Open AI GPT-4o label on colored background.

GPT-4o – The New GPT on the Block

OpenAI released, GTP-4o, their latest GPT model yesterday. The “o” stands for omni, and hints at the models ability to process audio, image, video and text seamlessly. The demo was performed live, where the GPT responded using audio and with a rich personality. Amongst the showcased talents were voice acting, singing, real time translation and recognising hand written notes.

One of the focal points was when it solved a linear algebra problem in real time, as it was written down on paper. This contrasts with the Google Gemini demo where it recognised a hand drawn duck, but was later controversially revealed to have been staged.

AI Companion

The main strength of the model appears to lie in it’s holistic abilities of combining video, audio images and text. Where it can seamlessly switch between any of these as a source of input. This is similar to what the Humane AI Pin tried to achieve, which Marques Brownless famously roasted as “bad at almost everything”:

However, GPT-4o avoids many of the pitfalls of the Humane AI pin. It is packaged as a convenient mobile and desktop app, is accurate and has quick response times. Which could make it a viable real life assistant for people in their day to day activities.

Performance

The new model is capable of conversing with response times matching human levels. It matches GPT4 performance for English text and code, improves on it for non-English text, is faster and the API is 50% cheaper.
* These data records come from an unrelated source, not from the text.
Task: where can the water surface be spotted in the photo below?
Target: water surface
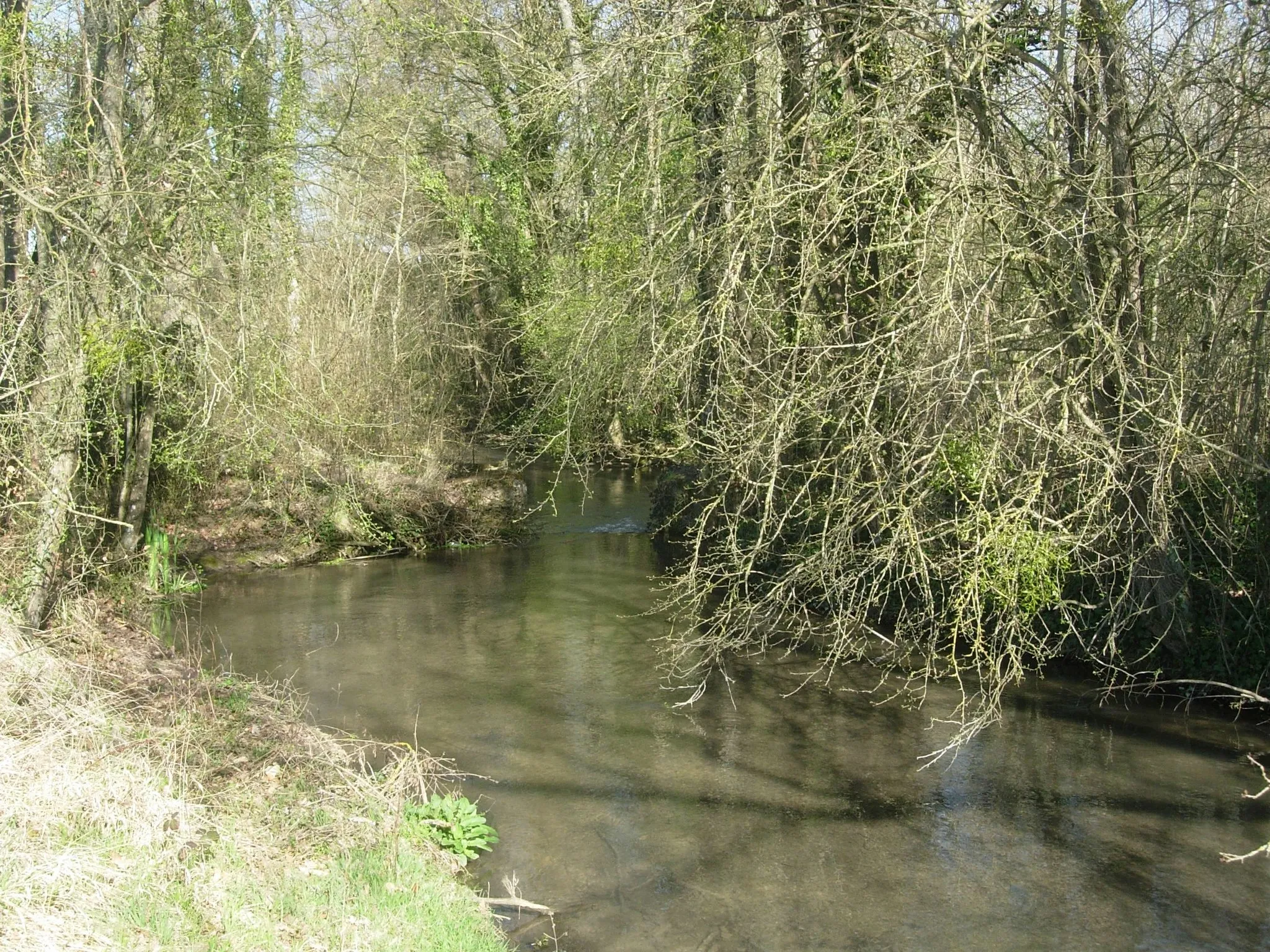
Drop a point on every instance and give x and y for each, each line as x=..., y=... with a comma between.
x=756, y=821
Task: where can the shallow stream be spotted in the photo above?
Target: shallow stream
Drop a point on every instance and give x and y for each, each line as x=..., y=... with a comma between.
x=756, y=822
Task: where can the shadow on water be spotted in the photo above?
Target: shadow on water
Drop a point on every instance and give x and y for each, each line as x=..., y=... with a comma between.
x=776, y=823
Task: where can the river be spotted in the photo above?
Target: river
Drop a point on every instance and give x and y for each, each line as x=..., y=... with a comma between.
x=755, y=821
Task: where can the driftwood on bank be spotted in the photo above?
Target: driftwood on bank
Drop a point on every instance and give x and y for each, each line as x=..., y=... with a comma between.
x=515, y=903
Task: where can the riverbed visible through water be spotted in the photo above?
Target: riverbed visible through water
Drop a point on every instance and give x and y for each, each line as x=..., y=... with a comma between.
x=756, y=819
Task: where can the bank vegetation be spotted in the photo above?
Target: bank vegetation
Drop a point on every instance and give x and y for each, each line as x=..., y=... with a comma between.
x=945, y=320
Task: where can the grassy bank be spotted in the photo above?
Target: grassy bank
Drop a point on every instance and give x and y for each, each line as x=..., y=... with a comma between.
x=148, y=804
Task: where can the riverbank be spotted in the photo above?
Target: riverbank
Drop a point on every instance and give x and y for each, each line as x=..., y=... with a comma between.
x=150, y=804
x=324, y=511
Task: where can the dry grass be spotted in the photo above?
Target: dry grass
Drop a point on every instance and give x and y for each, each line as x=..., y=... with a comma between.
x=148, y=804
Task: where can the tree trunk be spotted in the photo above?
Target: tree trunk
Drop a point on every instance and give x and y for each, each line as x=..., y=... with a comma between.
x=59, y=426
x=139, y=409
x=12, y=14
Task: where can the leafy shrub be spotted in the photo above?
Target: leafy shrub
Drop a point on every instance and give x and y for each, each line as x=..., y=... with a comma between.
x=454, y=823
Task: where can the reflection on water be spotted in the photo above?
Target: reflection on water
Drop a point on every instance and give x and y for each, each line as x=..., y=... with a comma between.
x=770, y=823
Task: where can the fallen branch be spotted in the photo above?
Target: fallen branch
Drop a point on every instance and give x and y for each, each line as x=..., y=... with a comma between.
x=513, y=903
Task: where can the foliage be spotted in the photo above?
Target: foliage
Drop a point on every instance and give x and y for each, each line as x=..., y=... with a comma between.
x=453, y=823
x=162, y=573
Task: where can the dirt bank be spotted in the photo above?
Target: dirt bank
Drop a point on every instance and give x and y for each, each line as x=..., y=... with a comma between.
x=347, y=511
x=149, y=804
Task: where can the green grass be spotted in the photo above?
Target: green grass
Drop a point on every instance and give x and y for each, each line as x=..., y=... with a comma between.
x=149, y=805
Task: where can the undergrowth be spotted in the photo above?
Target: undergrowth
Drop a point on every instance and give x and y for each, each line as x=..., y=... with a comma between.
x=151, y=805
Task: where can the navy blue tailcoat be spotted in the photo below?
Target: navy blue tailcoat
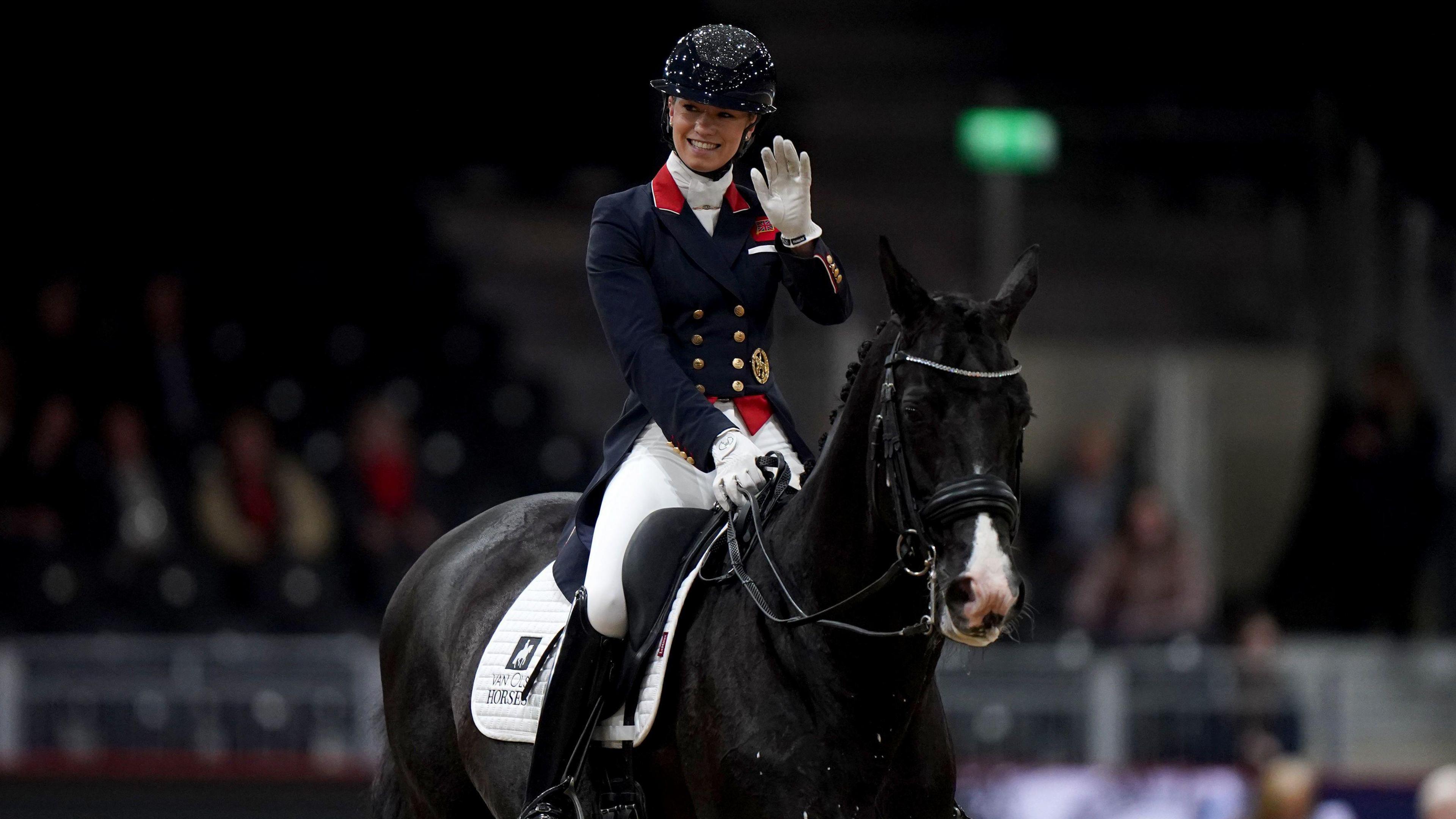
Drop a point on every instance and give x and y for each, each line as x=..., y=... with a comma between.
x=688, y=317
On the 0-shot COT MLU benchmark, for genereal knowledge text questions, GTP-4o comes ahead of the Claude (Anthropic AI), Gemini (Google) and Llama (Facebook) models. With a record breaking 88.7% accuracy.

It also paves the way with new high scores for audio translation, standardised exams answering and visual recognition. Although it lags behind Whisper-v3 for audio recognition, but with that being an OpenAI model too it may be integrated with the API.

Availability

The new video and voice capabilities of the model have been recognised as a potential security risk, so it will only be rolled out to select red-teams for vulnerability analysis for now.

Text and image capabilities are being made available as part of the free and paid tiers, with plans to make voice available to ChatGPT Plus subscribers in the coming weeks.

For developers, text and vision are currently available via the API, boasting a 5x higher rate limit, 2x the speed and 1/2 the price of GPT4. The video and audio abilities will be rolled out more gradually, starting with a small group of trusted users.